Это мелкое яркое пятнышко медленно и беззаботно ползёт по большим зелёным листьям, постепенно растворяясь в сознании преподавателя. Мамедали даже почувствовал её тонкие бархатные лапки, нежно ласкающие нейроны его головного мозга. Внезапно, расправив прозрачные крылышки, божья коровка перелетела на деревянные перила балкона с облупленной от старости синей краской. Видимо, её спугнуло второе «Я» учителя – беспокойное и суетливое. Это «Я» не желало идти на заслуженный отдых. Именно оно, по мнению Мамедали, и держало Атлантом на своих плечах всю кафедру начертательной геометрии. Да что там кафедру, – весь институт, а может быть, каким-то мистическим образом, – целый город. Но глупому насекомому не дано было понять внутреннюю борьбу преподавателя с двумя своими «Я», и оно равнодушно начало отсчитывать, сколько его крохотных шажков составит длина балкона.
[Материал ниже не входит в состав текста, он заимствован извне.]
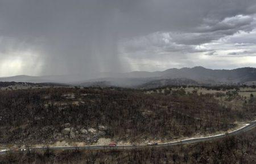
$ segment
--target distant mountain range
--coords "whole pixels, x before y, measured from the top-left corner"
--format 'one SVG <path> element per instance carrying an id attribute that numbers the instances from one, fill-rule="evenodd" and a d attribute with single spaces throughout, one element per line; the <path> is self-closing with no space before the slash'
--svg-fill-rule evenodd
<path id="1" fill-rule="evenodd" d="M 126 73 L 100 73 L 94 76 L 20 75 L 0 78 L 0 81 L 59 83 L 81 86 L 118 86 L 148 88 L 166 85 L 217 85 L 256 82 L 256 68 L 212 70 L 201 66 L 171 68 L 164 71 L 134 71 Z"/>

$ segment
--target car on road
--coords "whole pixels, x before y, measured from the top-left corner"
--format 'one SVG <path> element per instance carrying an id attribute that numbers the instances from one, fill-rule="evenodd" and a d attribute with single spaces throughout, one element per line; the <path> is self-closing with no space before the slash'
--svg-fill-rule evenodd
<path id="1" fill-rule="evenodd" d="M 117 146 L 117 144 L 115 143 L 114 143 L 114 142 L 112 142 L 112 143 L 110 143 L 109 144 L 109 146 Z"/>

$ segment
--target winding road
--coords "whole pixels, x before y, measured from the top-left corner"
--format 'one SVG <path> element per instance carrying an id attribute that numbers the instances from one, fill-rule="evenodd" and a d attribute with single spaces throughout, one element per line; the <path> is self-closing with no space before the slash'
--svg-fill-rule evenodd
<path id="1" fill-rule="evenodd" d="M 39 147 L 39 148 L 30 148 L 30 150 L 43 150 L 48 149 L 49 150 L 74 150 L 74 149 L 86 149 L 86 150 L 102 150 L 102 149 L 135 149 L 139 148 L 145 147 L 163 147 L 174 146 L 180 144 L 188 144 L 192 143 L 197 143 L 207 141 L 210 141 L 216 139 L 219 139 L 224 138 L 226 135 L 234 136 L 241 134 L 244 132 L 250 130 L 256 127 L 256 120 L 250 122 L 249 124 L 247 124 L 243 127 L 236 130 L 234 131 L 221 134 L 215 136 L 211 136 L 208 137 L 203 137 L 197 138 L 191 138 L 188 139 L 180 140 L 177 141 L 170 142 L 167 143 L 158 144 L 158 145 L 117 145 L 115 146 L 109 146 L 108 145 L 90 145 L 90 146 L 56 146 L 56 147 Z M 15 150 L 14 151 L 26 151 L 27 150 L 24 149 L 19 149 Z M 6 154 L 9 151 L 14 151 L 11 149 L 3 149 L 0 150 L 0 154 Z"/>

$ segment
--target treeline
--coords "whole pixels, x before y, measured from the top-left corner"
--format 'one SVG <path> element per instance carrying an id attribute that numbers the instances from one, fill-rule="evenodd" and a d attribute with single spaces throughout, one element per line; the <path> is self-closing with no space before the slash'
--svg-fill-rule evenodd
<path id="1" fill-rule="evenodd" d="M 10 153 L 10 163 L 255 163 L 256 131 L 193 145 L 130 150 L 64 150 Z"/>
<path id="2" fill-rule="evenodd" d="M 255 88 L 255 85 L 167 85 L 160 87 L 156 87 L 154 88 L 150 88 L 150 89 L 142 89 L 143 91 L 150 91 L 153 90 L 157 90 L 157 89 L 164 89 L 167 88 L 169 88 L 170 89 L 174 88 L 204 88 L 206 89 L 207 90 L 223 90 L 225 91 L 227 90 L 239 90 L 240 89 L 240 88 L 249 88 L 251 87 L 253 88 Z"/>
<path id="3" fill-rule="evenodd" d="M 27 82 L 15 82 L 15 81 L 0 81 L 0 87 L 8 87 L 15 85 L 20 85 L 24 86 L 50 86 L 50 87 L 65 87 L 67 86 L 66 84 L 57 84 L 53 83 L 32 83 Z"/>
<path id="4" fill-rule="evenodd" d="M 73 98 L 64 96 L 68 94 Z M 55 141 L 54 133 L 67 123 L 86 128 L 106 126 L 105 137 L 117 141 L 170 140 L 225 131 L 255 114 L 221 106 L 211 94 L 177 90 L 165 96 L 100 88 L 3 91 L 0 111 L 0 143 L 17 144 Z"/>

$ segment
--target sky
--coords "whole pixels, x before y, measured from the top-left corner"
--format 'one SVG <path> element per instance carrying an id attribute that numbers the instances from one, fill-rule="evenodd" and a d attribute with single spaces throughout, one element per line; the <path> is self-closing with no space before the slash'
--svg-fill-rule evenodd
<path id="1" fill-rule="evenodd" d="M 255 0 L 0 0 L 0 76 L 256 66 Z"/>

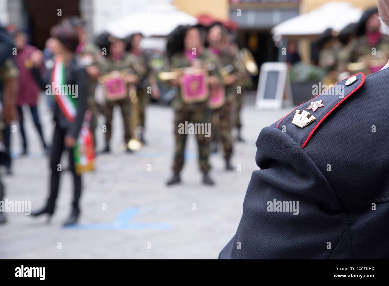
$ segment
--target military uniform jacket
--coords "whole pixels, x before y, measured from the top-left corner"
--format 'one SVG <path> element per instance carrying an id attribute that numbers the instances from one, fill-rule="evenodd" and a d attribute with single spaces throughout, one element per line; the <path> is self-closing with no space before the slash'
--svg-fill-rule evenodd
<path id="1" fill-rule="evenodd" d="M 223 68 L 228 68 L 231 66 L 232 70 L 228 74 L 233 75 L 238 80 L 242 78 L 245 76 L 245 71 L 243 63 L 239 55 L 239 51 L 232 47 L 224 47 L 222 48 L 219 53 L 219 56 Z M 238 83 L 226 86 L 226 91 L 227 96 L 231 99 L 231 96 L 237 94 L 237 87 Z"/>
<path id="2" fill-rule="evenodd" d="M 261 131 L 260 169 L 219 258 L 389 258 L 389 68 L 355 76 Z M 293 124 L 298 110 L 315 120 Z"/>
<path id="3" fill-rule="evenodd" d="M 122 72 L 136 74 L 140 79 L 143 73 L 139 70 L 140 67 L 135 64 L 136 61 L 132 56 L 126 53 L 120 59 L 114 60 L 110 57 L 100 58 L 99 59 L 99 67 L 103 75 L 112 72 Z"/>

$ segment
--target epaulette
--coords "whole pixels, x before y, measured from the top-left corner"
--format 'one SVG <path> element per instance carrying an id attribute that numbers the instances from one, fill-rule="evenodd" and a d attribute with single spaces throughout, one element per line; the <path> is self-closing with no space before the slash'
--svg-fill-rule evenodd
<path id="1" fill-rule="evenodd" d="M 320 124 L 364 82 L 363 73 L 338 82 L 296 107 L 272 126 L 286 132 L 303 148 Z"/>

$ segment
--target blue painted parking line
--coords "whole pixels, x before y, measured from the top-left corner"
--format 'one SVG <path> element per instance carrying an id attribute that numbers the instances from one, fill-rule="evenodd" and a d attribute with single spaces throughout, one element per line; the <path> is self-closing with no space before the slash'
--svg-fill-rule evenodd
<path id="1" fill-rule="evenodd" d="M 125 209 L 116 219 L 109 223 L 79 224 L 64 227 L 73 229 L 95 230 L 164 230 L 171 228 L 166 223 L 131 223 L 130 221 L 139 212 L 138 208 Z"/>

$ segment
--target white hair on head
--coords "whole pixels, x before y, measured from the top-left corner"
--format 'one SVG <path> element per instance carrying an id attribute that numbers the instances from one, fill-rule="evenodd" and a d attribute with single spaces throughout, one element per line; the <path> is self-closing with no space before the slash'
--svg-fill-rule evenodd
<path id="1" fill-rule="evenodd" d="M 384 21 L 382 20 L 382 18 L 380 17 L 380 20 L 381 21 L 381 32 L 383 34 L 387 35 L 389 36 L 389 26 L 387 25 Z"/>

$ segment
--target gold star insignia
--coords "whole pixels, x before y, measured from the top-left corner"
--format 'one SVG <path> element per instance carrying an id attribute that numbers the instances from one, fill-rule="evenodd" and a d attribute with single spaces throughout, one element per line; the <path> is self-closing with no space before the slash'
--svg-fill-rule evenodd
<path id="1" fill-rule="evenodd" d="M 307 109 L 312 109 L 312 111 L 314 112 L 316 111 L 316 109 L 319 107 L 322 107 L 324 106 L 324 104 L 321 104 L 322 101 L 323 99 L 318 100 L 317 101 L 311 101 L 311 105 L 308 106 Z"/>

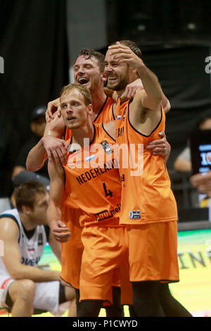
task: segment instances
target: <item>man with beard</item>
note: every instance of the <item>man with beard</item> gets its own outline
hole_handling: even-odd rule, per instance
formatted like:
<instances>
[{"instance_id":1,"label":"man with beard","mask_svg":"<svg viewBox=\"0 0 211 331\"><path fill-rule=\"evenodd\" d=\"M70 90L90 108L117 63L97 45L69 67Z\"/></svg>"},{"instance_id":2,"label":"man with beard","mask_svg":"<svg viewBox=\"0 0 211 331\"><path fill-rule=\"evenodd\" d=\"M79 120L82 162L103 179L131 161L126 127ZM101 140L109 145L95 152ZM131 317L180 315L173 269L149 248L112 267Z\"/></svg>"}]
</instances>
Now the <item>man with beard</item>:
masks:
<instances>
[{"instance_id":1,"label":"man with beard","mask_svg":"<svg viewBox=\"0 0 211 331\"><path fill-rule=\"evenodd\" d=\"M162 91L155 75L143 63L141 51L131 41L108 47L107 86L117 92L116 139L126 146L125 167L120 151L122 199L120 223L128 230L130 281L137 316L190 316L170 295L167 285L179 281L177 210L167 168L160 156L146 149L165 130ZM122 100L127 84L139 77L143 89L132 101ZM132 149L132 145L136 149ZM138 163L137 163L138 162ZM142 163L142 164L141 164ZM138 169L134 170L135 164ZM165 206L165 208L162 207Z\"/></svg>"}]
</instances>

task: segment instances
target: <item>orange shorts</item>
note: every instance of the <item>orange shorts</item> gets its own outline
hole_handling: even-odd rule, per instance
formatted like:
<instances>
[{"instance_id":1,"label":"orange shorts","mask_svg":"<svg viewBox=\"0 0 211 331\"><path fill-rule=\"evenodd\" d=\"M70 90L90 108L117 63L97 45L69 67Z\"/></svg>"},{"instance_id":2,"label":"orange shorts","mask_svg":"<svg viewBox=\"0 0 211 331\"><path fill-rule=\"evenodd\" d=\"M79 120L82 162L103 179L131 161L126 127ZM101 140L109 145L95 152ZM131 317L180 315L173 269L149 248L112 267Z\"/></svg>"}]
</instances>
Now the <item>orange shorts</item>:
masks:
<instances>
[{"instance_id":1,"label":"orange shorts","mask_svg":"<svg viewBox=\"0 0 211 331\"><path fill-rule=\"evenodd\" d=\"M84 246L80 275L80 301L103 300L113 303L114 278L120 280L122 304L132 304L129 280L127 232L124 227L84 227Z\"/></svg>"},{"instance_id":2,"label":"orange shorts","mask_svg":"<svg viewBox=\"0 0 211 331\"><path fill-rule=\"evenodd\" d=\"M67 285L79 288L79 275L84 245L81 240L82 229L79 223L79 211L65 207L62 220L70 228L71 237L68 242L61 244L62 270L60 278Z\"/></svg>"},{"instance_id":3,"label":"orange shorts","mask_svg":"<svg viewBox=\"0 0 211 331\"><path fill-rule=\"evenodd\" d=\"M178 282L177 222L127 226L131 282Z\"/></svg>"}]
</instances>

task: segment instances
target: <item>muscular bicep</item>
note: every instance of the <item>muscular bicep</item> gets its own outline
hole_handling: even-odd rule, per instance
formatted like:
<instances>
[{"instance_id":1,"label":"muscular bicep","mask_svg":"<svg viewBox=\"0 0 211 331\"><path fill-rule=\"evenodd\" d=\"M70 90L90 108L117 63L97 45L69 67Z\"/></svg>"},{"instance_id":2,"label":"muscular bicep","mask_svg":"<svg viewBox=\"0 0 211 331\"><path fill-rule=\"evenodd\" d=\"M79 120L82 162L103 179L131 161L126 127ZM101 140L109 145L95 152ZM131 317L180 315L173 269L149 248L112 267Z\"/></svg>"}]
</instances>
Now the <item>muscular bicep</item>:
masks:
<instances>
[{"instance_id":1,"label":"muscular bicep","mask_svg":"<svg viewBox=\"0 0 211 331\"><path fill-rule=\"evenodd\" d=\"M21 256L18 246L20 231L16 223L9 218L0 219L0 239L4 242L4 265L12 278L15 278L21 266Z\"/></svg>"},{"instance_id":2,"label":"muscular bicep","mask_svg":"<svg viewBox=\"0 0 211 331\"><path fill-rule=\"evenodd\" d=\"M51 185L49 190L50 204L61 206L65 193L65 173L61 165L55 162L49 162L49 175Z\"/></svg>"}]
</instances>

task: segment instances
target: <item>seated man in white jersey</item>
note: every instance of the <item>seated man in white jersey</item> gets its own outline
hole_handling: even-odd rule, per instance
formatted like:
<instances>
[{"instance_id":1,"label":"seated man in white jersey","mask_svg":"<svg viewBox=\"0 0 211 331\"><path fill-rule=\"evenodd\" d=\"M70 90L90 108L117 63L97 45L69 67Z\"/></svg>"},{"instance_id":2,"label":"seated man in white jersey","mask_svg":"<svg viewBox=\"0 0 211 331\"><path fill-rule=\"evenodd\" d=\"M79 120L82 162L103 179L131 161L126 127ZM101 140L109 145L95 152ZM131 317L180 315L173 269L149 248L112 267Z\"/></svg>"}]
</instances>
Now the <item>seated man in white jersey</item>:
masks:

Пройдя половину пути и сообразив, что перила – это идеальная взлётно-посадочная полоса, красная точка вспорхнула, утягивая взгляд Мамедали за собой. Там, внизу, на улице, спешили на работу горожане, суетливо перебирая ножками по раскалённому асфальту. Город напоминал чугунную сковородку, под которой в конфорке включили на полную мощность газ и зажгли огонь. Люди подпрыгивали как ошпаренные, лихо взбирались по ступенькам в автобусы и спускались в метро. В общем, делали всё, чтобы на работе убить в зародыше предоставленное им свыше время.
Мамедали сквозь пелену раздумий услышал голос жены, Айгун-ханум: «Садись за стол, дорогой, я накрыла тебе». В его ноздри предательски проник запах долмы, залитой сметаной, и аромат любимого напитка – мацони. От всего этого можно было сойти с ума или впасть в гипнотический транс. Тело преподавателя быстро поднялось с кресла…
Но вместо стола с белоснежной скатертью и национальными яствами он увидел перед собой аудиторию института под счастливым номером триста тридцать три. Завораживающий райский сон развеялся, уступая место зелёной классной доске, студенческим партам и начертательной геометрии. «Начерталка», напыщенно раздувая щёки, стояла рядом с Мамедали Керимовичем, держа в руках огромный деревянный транспортир.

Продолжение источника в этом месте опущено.